Comparative Example 5 The mixture of Example 3 obtained by doubling the amount of emulsifier used.
Manton Gorin Colloid Mill TYPE-15M
(Menton Gorin Co., Ltd.) 350 kg / cm ²Pressure of
Was passed three times to disperse in water. Average particle system 0.
A 5 μm monomer dispersion was obtained. This B-4 monomer
-Return the emulsion to the 4-neck flask of Production Example 2 and replace with nitrogen.
After stirring, 0.5 part of benzoyl peroxide was added.
In addition, polymerization was performed at 80 ° C. for 10 hours. After completion of polymerization
The average particle size of the fluoroacrylic resin aqueous dispersion is 0.6μ.
It was m. Desolvation of the obtained resin aqueous dispersion under reduced pressure
Acetone is removed to remove fluoroalkyl with a nonvolatile content of 30%.
An aqueous resin dispersion was obtained. Final aqueous dispersion after solvent removal
The average particle size of the body is 0.8 μm, and after standing for 3 months at room temperature
Sediment was observed in the dispersion liquid.

Comparative Example 6 The mixture of Example 2 was stirred in a TK-Automixer (made by Tokushu Kika Co., Ltd.) at 10,000 rpm for 15 minutes, but the dispersion was insufficient and sedimentation occurred in the storage stability test. A lot of things were generated. It was not possible to carry out the subsequent emulsion polymerization as in Comparative Example 4.

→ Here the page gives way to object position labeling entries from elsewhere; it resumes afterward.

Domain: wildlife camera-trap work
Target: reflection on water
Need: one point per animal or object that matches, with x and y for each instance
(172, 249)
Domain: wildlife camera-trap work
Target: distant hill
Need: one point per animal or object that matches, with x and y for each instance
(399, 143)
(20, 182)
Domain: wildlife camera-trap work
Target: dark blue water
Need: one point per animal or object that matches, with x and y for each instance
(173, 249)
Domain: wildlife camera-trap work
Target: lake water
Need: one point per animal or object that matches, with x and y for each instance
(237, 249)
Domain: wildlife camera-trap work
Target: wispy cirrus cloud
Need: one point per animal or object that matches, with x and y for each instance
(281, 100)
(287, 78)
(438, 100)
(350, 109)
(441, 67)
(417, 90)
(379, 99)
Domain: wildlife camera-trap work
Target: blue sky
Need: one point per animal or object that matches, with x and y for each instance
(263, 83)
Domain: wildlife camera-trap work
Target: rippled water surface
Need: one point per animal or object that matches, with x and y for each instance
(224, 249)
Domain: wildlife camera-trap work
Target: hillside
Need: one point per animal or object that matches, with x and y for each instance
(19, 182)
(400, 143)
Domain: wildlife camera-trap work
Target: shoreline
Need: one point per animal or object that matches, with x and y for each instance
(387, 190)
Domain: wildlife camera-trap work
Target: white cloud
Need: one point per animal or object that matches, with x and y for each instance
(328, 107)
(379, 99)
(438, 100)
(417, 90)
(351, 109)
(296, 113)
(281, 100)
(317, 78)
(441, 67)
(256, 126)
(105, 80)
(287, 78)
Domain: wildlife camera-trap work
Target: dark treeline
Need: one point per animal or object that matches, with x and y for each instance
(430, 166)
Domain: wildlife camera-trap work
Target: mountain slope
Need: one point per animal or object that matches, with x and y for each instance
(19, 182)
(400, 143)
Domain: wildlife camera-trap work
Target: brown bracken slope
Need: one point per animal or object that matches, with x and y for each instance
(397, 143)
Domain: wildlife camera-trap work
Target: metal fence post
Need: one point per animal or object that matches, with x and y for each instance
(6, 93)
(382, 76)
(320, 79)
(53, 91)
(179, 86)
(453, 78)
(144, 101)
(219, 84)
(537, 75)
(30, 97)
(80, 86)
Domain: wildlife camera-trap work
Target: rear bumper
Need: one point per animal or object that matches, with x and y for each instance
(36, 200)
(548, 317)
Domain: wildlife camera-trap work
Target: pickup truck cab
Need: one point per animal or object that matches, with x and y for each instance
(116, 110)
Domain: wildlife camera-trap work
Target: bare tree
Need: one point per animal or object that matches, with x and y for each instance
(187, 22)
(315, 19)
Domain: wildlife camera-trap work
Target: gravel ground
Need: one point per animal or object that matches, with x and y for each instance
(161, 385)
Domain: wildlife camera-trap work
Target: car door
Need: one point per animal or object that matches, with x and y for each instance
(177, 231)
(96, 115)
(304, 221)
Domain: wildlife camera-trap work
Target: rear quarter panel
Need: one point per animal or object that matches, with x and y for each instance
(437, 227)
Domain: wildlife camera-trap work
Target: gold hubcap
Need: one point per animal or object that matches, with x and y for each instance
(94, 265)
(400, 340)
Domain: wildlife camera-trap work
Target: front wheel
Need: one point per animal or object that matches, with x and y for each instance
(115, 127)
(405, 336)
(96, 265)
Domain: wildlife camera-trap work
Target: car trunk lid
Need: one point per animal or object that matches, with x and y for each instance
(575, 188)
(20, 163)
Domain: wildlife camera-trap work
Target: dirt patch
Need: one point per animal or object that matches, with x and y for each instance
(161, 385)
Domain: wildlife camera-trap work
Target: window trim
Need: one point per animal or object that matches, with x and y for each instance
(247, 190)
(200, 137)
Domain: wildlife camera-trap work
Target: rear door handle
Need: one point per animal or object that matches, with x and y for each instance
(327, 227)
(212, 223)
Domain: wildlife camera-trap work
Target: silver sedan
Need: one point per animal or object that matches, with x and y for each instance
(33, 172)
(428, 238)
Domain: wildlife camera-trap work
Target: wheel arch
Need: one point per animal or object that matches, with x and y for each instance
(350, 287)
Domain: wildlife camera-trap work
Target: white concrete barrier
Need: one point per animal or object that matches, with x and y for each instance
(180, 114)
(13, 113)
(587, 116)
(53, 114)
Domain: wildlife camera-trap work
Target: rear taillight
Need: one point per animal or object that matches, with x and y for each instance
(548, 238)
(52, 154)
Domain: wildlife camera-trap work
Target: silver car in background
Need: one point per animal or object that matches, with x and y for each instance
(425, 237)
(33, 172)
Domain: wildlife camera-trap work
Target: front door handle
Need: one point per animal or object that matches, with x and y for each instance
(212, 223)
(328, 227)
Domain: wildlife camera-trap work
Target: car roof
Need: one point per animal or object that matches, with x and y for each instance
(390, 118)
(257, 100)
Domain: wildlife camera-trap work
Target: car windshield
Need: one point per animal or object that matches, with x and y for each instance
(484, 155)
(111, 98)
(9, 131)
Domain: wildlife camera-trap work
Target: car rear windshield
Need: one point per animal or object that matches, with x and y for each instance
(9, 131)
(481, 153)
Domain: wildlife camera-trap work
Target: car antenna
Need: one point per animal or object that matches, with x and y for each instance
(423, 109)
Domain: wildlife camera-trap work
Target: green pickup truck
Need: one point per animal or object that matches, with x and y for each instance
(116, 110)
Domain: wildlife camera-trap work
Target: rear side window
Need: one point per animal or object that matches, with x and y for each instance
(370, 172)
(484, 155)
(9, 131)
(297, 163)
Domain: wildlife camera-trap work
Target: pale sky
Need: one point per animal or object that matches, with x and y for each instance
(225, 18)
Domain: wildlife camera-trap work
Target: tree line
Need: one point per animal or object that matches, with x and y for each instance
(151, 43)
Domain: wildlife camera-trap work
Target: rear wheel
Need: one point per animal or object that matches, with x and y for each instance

Application Example 1 compares the water- and oil-repellent performance of the fluoroalkyl resin aqueous dispersion obtained in the present invention with respect to the fiber of a conventional high emulsifier concentration product used in an emulsifier.

Application Example 1 (Water Repellent Treatment of Nylon Taffeta and Polyester Taffeta) Each base cloth was subjected to a water and oil repellent treatment under the following conditions.
The results are shown in Table-1.

Test cloth: Nylon taffeta (190 pieces, 70d) undyed cloth Polyester taffeta (170 pieces, 70d) undyed cloth Processing conditions: Immersion draw 1Dip1Nip Wet Pick-up Nylon taffeta 37% Polyester taffeta 41% Preliminary Drying 100 ℃ × 2 minutes Curing 170 ℃ × 30 seconds

Measurement item: Water repellency (WR) ... JIS L-1092
Spray method (the higher the number, the higher the water repellency) Oil repellency (OR) ... AATCC 118 (The higher the number, the higher oil repellency) Wash resistance (WR, OR after 10 times water wash) ... JIS-0
217/103 method (The higher the value, the better the washing resistance)

[0067]

[Table 1]

Note) Beckamine J-101 (crosslinking agent, melamine resin manufactured by Dainippon Ink and Chemicals, Inc.) Catalyst 376 (catalyst manufactured by Dainippon Ink and Chemicals, Inc.)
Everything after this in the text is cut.